CPChem’s Fate Unsure in ConocoPhillips Split

by Marc S. Reisch
July 25, 2011 | A version of this story appeared in Volume 89, Issue 30

ConocoPhillips’ plan to divide into two independent companies has left undecided the fate of the firm’s polypropylene business and its Chevron Phillips Chemical (CPChem) joint venture with Chevron. ConocoPhillips plans to carve its refining and marketing operations into a separate publicly owned firm sometime in the first half of 2012. The firm will remain a “pure play” exploration and production company. The split will improve shareholder returns, it says. But at this early stage, ConocoPhillips, which had sales of $189 billion in 2010, has not yet figured out exactly how it will break up its assets. Up in the air is the home of ConocoPhillips’ 50% interest in CPChem, a maker of aromatics, α-olefins, and polymers with $11.2 billion in 2010 sales.
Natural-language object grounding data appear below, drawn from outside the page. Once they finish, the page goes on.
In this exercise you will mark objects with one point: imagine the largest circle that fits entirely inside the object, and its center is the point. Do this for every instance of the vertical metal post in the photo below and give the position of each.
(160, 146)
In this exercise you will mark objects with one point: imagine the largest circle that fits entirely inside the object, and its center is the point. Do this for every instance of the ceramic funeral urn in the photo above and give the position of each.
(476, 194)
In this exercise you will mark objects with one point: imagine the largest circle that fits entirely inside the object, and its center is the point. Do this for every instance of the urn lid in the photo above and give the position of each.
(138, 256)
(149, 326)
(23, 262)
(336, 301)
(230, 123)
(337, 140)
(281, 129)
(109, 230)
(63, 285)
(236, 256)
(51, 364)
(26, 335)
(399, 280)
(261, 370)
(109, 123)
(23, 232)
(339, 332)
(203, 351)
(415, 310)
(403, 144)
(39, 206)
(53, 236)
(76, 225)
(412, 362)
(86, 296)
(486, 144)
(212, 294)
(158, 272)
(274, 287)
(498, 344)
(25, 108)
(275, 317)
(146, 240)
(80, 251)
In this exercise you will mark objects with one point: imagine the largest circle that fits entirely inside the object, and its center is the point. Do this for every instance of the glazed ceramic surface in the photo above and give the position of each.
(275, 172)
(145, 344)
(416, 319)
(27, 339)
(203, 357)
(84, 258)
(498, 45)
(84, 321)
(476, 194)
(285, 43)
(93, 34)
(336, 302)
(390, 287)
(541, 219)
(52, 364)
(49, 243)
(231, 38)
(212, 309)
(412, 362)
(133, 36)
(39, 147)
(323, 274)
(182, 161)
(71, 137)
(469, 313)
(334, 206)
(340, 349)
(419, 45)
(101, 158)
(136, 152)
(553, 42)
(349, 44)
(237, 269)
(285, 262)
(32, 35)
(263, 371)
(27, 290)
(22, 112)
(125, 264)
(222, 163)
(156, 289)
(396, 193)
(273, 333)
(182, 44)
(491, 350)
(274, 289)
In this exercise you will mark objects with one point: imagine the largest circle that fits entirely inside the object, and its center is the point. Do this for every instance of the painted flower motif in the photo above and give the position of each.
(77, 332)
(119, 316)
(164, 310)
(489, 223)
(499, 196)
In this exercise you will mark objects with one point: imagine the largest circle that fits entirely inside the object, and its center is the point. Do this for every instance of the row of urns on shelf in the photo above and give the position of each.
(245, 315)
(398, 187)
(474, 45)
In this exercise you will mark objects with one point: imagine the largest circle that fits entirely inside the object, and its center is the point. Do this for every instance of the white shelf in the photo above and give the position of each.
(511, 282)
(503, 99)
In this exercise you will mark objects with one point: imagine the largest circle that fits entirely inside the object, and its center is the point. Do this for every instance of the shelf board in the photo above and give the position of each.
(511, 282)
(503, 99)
Also undecided is which of the two new firms will get a polypropylene operation at the Bayway Refinery in Linden, N.J. ConocoPhillips has teams working on details now, a spokesman says. They will have to take into account locations shared by ConocoPhillips and CPChem. For instance, ConocoPhillips operates a refinery in Sweeny, Texas, where CPChem runs ethylene and propylene units. CPChem has a refinery in Borger, Texas, where it makes organosulfur chemicals, solvents, and mining chemicals.